The Brothers Karamazov
Fyodor Dostoevsky
1880
10


I think, on the whole, there is little that can be done. Dostoevsky gave everything he had, and more, and yet this book is nothing to society. No man, artistically bent, can accomplish anything of value. Even morally bent it is extremely unlikely. I don't understand why people shy away from technical criticism of him, if anything it makes the power of the work more inviolable. Every sentence is wonderful and yet at times there are mistakes and swayings that clearly are matters of inability. But there's so much of the world in it, so much of a brilliant leaning, incredible romanticism, and terrifying nihilistic madness. He can manage infinitesimal detail and overarching purpose in every beat simultaneously.
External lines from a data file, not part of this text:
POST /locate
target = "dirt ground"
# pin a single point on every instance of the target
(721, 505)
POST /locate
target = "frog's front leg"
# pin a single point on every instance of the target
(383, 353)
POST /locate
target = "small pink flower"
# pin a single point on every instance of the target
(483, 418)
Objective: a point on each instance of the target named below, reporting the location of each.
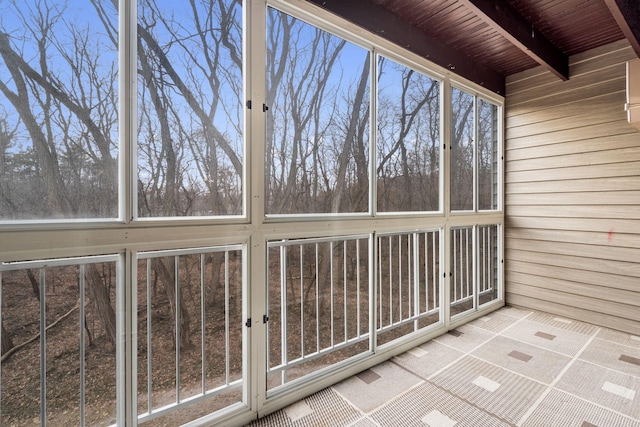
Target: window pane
(317, 153)
(488, 264)
(190, 114)
(318, 304)
(408, 139)
(190, 332)
(59, 337)
(488, 183)
(462, 117)
(462, 292)
(408, 284)
(58, 110)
That's a version of madness: it's a grain that's moving around on the ground in the writer's brain and yet he never loses his faith. To call this work religious, and him a religious writer, is like pretending humans are dogs ("For not only is an odd man 'not always' a particular and isolated case, but, on the contrary, it sometimes happens that it is precisely he, perhaps, who bears within himself the heart of the whole, while the other people of his epoch have all for some reason been torn away from it by some kind of flooding wind"). I am curious about his interest in America too which seems at least to me to have had an interesting effect on him. I like the subtlety to the plotting, how books and parts and time are sequenced so that nothing is sentimental. It is motivating work. I enjoyed reading it and will soon read Crime and Punishment and then finish Chekhov and then Anna Karenina and if I am still alive War and Peace but hopefully I will have finished my book by then or at least I want to.